I think it is only fitting that Whitey Bulger would choose Santa Monica to hide out in. Whitey could search the whole wide world and and not find a city full of people so intent on impressing strangers that they do not even notice what is going on in their own backyard. Yes we feed the homeless, we have a wonderful police station and bus station, we have natural gas buses and our meter maids drive hybrids. Take a closer look and you will find city with schools that have lead paint flaking off the walls, where children are forced to leave the gym of a jr. high school during a wrestling tournament because the city has leased the court out to an adult basketball league. Just ask our neighbors in west LA what they think of our airport and the noise and fumes our "green city"makes.
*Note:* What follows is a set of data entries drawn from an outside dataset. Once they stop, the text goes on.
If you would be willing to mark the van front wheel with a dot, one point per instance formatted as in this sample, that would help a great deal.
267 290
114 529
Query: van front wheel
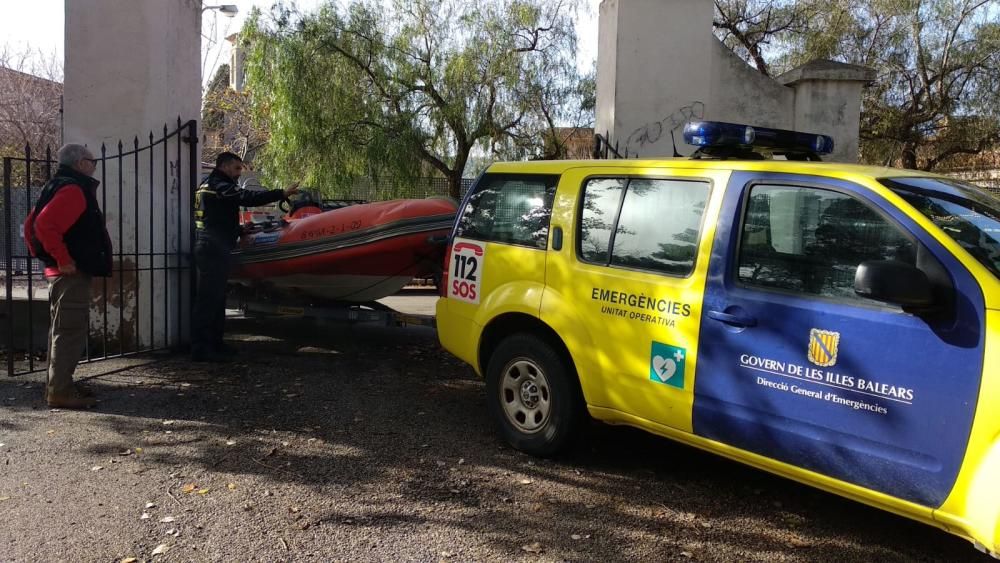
533 396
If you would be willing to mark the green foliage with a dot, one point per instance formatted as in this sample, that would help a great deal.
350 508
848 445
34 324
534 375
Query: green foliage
409 88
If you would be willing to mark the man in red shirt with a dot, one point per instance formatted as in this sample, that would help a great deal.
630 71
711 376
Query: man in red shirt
66 231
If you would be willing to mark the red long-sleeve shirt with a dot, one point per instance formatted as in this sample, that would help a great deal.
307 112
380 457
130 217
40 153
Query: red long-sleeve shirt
62 211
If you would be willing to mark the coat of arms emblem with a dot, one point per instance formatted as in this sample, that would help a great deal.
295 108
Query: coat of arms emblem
823 346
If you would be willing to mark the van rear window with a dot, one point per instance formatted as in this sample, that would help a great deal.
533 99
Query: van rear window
509 208
968 214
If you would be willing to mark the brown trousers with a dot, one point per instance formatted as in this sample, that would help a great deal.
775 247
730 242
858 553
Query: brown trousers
69 308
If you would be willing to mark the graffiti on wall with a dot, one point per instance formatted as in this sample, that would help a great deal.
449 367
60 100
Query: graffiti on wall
652 132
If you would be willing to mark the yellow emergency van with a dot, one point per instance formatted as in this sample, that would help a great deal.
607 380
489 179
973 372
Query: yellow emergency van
835 324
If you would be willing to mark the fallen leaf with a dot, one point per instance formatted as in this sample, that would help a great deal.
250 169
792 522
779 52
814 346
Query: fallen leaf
533 548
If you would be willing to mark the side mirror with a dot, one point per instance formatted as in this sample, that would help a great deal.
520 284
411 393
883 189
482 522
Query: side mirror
894 282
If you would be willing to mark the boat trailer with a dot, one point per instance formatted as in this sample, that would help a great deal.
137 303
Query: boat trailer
255 304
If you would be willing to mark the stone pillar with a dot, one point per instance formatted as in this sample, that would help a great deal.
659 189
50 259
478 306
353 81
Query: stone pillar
131 67
659 66
653 71
828 101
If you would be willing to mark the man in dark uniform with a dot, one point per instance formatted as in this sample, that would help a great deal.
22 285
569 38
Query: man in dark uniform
217 207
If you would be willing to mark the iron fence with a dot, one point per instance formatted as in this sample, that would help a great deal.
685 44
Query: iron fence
144 306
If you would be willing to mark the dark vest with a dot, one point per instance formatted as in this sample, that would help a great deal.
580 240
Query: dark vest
87 240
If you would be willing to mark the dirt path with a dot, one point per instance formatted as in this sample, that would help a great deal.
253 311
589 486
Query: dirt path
371 444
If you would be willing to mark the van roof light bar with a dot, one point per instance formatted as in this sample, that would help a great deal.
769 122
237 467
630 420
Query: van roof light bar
718 137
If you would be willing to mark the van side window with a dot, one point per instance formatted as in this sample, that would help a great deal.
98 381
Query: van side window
648 224
811 240
510 208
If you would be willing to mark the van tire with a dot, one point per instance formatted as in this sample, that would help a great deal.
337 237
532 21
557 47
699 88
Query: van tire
533 396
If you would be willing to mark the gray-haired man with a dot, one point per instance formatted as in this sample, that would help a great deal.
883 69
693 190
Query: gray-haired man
66 232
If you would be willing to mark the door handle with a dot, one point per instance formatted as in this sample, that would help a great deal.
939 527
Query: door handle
732 320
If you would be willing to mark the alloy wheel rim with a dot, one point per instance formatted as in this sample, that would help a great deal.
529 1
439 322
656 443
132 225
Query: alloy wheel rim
525 395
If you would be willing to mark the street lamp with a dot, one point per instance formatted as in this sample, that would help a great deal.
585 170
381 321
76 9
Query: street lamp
228 10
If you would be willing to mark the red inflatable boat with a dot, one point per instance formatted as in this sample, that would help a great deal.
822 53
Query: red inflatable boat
356 253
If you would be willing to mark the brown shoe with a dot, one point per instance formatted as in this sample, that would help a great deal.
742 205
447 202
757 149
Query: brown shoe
83 390
70 401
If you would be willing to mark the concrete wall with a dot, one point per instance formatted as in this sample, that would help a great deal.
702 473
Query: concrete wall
659 66
131 67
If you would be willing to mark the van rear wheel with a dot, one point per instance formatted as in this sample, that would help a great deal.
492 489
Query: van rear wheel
533 396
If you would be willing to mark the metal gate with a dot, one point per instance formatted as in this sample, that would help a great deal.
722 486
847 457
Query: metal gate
145 305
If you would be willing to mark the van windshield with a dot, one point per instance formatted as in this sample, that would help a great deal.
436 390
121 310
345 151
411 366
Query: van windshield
967 213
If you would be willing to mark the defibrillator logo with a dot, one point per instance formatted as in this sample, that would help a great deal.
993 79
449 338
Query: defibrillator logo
666 364
823 345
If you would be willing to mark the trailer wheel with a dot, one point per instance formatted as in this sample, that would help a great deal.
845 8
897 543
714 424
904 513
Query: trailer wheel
533 396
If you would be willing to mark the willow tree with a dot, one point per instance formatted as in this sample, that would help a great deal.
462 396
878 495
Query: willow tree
409 88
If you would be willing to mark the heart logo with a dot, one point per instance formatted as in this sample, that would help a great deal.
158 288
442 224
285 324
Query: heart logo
665 368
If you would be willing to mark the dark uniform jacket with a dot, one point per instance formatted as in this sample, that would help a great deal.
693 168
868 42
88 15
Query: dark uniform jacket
217 207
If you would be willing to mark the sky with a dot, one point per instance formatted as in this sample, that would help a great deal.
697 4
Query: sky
38 25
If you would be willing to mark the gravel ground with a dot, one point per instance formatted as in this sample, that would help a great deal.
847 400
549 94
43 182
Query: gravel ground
337 443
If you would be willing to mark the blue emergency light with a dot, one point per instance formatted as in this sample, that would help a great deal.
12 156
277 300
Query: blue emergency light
717 134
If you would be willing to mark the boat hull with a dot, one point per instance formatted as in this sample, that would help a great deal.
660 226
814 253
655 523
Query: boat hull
357 254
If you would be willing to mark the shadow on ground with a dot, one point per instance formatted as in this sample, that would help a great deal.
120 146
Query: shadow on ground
378 431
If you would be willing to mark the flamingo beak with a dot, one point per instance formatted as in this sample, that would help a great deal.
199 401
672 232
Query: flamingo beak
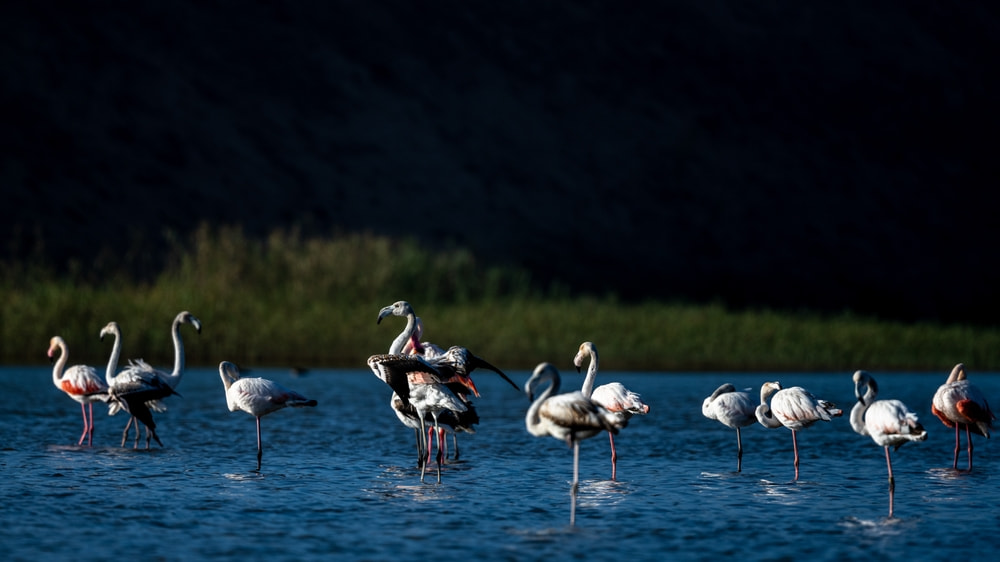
467 382
383 313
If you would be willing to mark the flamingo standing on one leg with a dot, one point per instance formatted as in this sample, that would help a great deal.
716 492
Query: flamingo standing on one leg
81 383
257 397
613 397
795 408
173 379
135 390
406 366
959 403
889 422
734 409
568 417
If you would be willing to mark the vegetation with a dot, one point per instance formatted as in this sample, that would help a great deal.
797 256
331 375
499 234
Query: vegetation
291 300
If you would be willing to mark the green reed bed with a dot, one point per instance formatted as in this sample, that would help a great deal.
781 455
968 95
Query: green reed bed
299 301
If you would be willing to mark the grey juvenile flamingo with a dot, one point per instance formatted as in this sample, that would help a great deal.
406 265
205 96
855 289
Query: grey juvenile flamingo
568 417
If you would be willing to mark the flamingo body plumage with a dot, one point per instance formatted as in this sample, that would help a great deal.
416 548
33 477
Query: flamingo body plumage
734 409
257 397
613 396
960 404
889 423
794 408
82 383
568 417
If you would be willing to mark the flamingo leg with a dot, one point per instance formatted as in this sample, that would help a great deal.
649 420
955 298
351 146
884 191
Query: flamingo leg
573 487
149 431
614 457
739 451
420 452
957 447
795 448
90 428
968 439
125 433
260 448
440 434
443 439
83 408
892 481
423 465
430 437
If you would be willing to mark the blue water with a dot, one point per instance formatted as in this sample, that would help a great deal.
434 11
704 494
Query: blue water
339 481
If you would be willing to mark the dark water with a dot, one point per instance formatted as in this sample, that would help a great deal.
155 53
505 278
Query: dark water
339 481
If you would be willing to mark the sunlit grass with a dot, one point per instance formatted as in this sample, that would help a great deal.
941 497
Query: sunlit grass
292 300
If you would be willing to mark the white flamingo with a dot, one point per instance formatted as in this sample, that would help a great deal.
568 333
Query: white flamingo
414 345
135 390
735 409
81 383
613 396
416 383
795 408
173 379
889 422
568 417
958 403
257 397
404 370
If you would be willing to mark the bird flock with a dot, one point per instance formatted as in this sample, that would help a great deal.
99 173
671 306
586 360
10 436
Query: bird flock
431 390
890 423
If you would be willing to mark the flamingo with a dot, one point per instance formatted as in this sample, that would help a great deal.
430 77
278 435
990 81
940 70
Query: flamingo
568 417
889 422
959 403
452 367
79 382
135 390
613 397
734 409
173 379
453 422
257 397
795 408
419 384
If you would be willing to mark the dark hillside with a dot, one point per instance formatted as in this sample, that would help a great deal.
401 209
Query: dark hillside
820 157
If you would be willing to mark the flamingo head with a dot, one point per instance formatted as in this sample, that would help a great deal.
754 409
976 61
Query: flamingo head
53 346
586 349
111 328
398 308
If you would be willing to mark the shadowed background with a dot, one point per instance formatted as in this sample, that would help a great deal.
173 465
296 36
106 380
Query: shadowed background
799 156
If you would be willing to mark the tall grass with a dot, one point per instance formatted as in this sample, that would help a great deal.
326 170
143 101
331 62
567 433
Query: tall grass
293 300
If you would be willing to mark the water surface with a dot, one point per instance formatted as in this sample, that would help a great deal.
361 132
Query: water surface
340 480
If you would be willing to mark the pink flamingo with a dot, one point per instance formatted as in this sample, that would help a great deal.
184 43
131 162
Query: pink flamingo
613 397
568 417
795 408
257 397
81 383
734 409
959 403
889 422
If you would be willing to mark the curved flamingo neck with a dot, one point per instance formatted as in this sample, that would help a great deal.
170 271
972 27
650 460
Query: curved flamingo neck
532 419
60 366
588 383
858 417
116 351
175 377
411 326
861 407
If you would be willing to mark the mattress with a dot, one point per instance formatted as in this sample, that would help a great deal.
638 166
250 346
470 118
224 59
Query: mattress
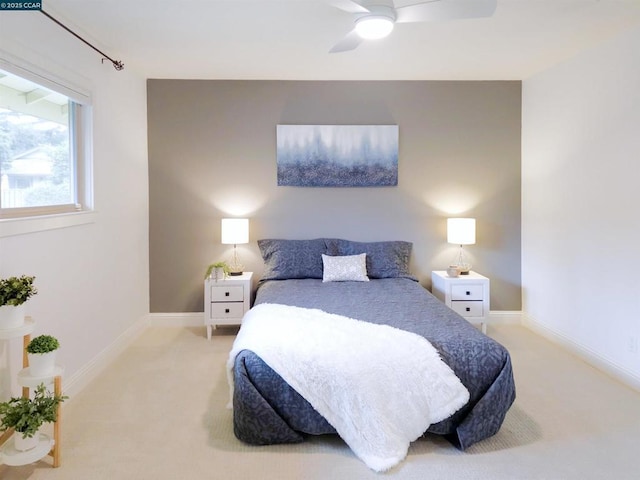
268 411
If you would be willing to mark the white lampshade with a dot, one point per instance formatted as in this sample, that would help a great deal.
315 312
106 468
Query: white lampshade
373 27
461 231
235 231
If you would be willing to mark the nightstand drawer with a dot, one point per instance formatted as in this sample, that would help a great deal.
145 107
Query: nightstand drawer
227 310
230 293
468 309
467 292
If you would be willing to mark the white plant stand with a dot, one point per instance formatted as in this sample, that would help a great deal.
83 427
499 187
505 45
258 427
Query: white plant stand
46 444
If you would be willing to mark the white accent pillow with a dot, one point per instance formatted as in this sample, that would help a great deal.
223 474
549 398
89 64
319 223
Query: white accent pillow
345 268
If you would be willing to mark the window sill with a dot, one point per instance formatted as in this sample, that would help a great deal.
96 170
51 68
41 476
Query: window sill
22 226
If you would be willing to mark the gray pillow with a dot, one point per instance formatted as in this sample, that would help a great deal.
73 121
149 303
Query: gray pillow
285 259
384 259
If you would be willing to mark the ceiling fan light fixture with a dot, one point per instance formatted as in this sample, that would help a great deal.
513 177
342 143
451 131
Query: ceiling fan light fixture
373 27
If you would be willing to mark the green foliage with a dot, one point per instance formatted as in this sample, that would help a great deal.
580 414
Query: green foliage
26 415
16 290
222 265
43 344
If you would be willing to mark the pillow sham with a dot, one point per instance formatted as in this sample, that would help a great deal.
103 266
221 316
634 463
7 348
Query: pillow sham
348 268
388 259
285 259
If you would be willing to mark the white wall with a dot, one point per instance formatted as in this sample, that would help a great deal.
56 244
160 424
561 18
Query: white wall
93 278
580 197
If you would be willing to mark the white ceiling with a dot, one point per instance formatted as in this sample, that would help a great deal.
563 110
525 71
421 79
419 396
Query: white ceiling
290 39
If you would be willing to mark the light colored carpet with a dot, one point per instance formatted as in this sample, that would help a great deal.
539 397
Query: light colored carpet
159 413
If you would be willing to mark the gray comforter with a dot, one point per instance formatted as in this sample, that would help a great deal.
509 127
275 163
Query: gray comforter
268 411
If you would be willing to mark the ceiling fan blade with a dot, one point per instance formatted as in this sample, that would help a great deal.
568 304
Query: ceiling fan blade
350 6
350 42
442 10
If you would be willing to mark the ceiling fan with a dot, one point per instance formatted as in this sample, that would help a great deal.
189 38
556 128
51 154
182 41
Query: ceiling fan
376 18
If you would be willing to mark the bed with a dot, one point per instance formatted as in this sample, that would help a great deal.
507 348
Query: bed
378 290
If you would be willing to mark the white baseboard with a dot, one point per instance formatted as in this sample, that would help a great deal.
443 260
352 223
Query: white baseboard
187 319
81 378
505 317
593 358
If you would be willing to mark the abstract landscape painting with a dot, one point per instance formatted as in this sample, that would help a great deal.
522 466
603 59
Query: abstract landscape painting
337 155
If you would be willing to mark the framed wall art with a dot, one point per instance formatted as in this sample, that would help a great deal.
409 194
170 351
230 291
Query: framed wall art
337 155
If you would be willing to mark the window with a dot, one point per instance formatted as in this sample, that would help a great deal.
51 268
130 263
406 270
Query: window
42 147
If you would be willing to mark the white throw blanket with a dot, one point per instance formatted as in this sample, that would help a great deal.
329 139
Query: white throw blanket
378 386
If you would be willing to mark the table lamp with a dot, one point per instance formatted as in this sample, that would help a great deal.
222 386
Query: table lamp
461 231
235 231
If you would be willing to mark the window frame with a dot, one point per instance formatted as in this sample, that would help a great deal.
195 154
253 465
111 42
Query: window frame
81 118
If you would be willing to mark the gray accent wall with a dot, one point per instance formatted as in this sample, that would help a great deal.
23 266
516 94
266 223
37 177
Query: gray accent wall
212 154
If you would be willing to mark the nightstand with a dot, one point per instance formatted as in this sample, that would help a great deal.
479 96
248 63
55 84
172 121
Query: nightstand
226 301
467 295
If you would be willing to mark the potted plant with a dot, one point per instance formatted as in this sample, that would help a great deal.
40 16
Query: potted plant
217 271
26 416
41 352
14 291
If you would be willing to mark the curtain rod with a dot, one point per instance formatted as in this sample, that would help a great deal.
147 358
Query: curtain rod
118 65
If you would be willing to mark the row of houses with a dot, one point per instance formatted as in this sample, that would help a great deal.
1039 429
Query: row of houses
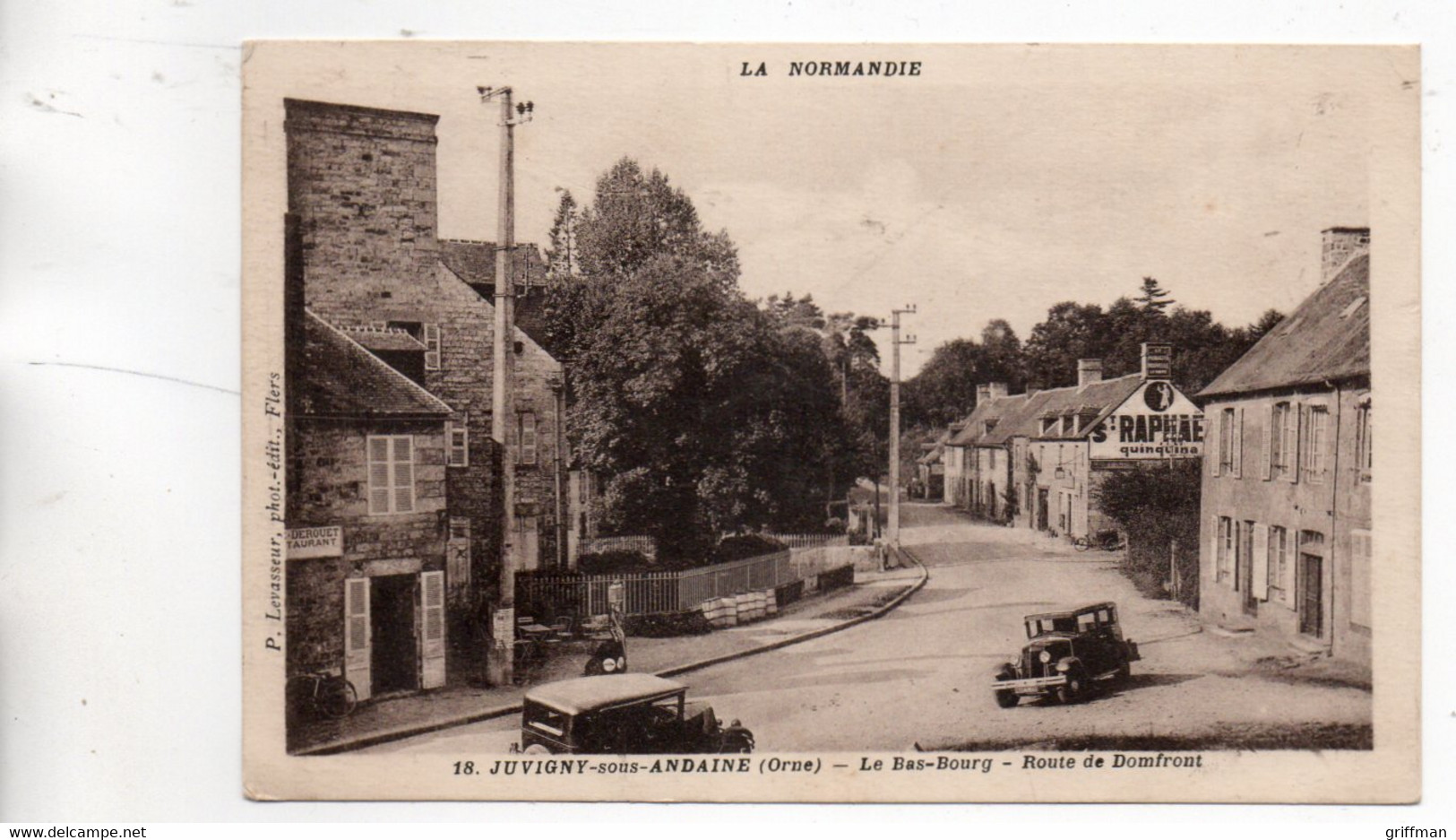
1285 440
1036 459
395 483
We live in a city so obsessed with keeping up with the Jones across town that we've ignored the Smiths, the Gonzalezes, the Washingtons and the Bulgerss who live in our neighborhood. Whitey was no dummy. He knew most of us are so obsessed with and busy being impressed by ourselves we wouldn't notice him.

Jul. 4, 2011, 5:13:43 am

David stearn said...

Who Cares.....Larger more sinister crimes were caught, created, and never investigated in WALL STREET and 911. Please leave this old guy alone and go after the guys who are killing miliions worldwide with their so called WARS.

Jul. 4, 2011, 12:08:18 pm

englishsunset said...

Surely you jest.

Jul. 4, 2011, 3:49:40 pm

Mar Preston said...

Well said, Steve. Who's to know if you keep your nose clean. Not that sociopath in the apartment next door.

Jul. 4, 2011, 8:24:17 pm

D'Lynn Waldron, PhD said...

In 2005, the FBI and Mass. State Police came to me to prepare materials in their search for Bulger and one time while they were at my place on Ocean Ave north of Montana, a phone call came from HQ of a Bulger spotting at Ocean and California. Bulger wasn't still there minutes later, probably on his way to the Pier, where in 2008 he was reported to America's most wanted (of which neither I nor probably our police were told).

Jul. 6, 2011, 10:53:36 am

A Neighbor said...

... or... you might look at it a different way. I was one of the neighbors whose Wheaten Terrier designated "Mr. and Mrs. Gasko" as two of her very best friends for the past 5 years or so... They were both very nice people. Perhaps the tranquility of the town, the fabulous surroundings and (ahem) terrific neighbors agreed with them and they mellowed into kinder, gentler people. That was how it seemed, anyway. They weren't hiding. They were out walking around every single day, enjoying their surroundings and chatting with their neighbors.

Jul. 7, 2011, 7:58:37 am

Another Neighbor said...

I agree with A Neighbor. They definitely weren't hiding. Both of them were very friendly and nice to those in the neighborhood, especially dog owners. If anything, they stood out for their concern for neighbors. I was one of many recipients of a flashlight from Charlie/Whitey when walking my dog at night. Whether it was an act or genuine I don't know, but they weren't hiding from their neighbors or hoping to be left alone.

Jul. 7, 2011, 1:36:03 pm

Judi E said...

Hey, Jay Isda MD - nice commentary about how encapsulated the nieghbors were. NOT. I live around the corner and spoke with "Charles and Carol Gasko" on hundreds of occasions. They were easily noticable -- they were remarkable in their courtesy. They would make a point to cross the street to chat with me and pet my dog. They reminded me of my father and his second wife. What I came away with is not some bulls**t commentary on self-absorption -- only that you never REALLY know anyone. Take your rhetoric somewhere else. When it happens to you, you'll understand, maybe.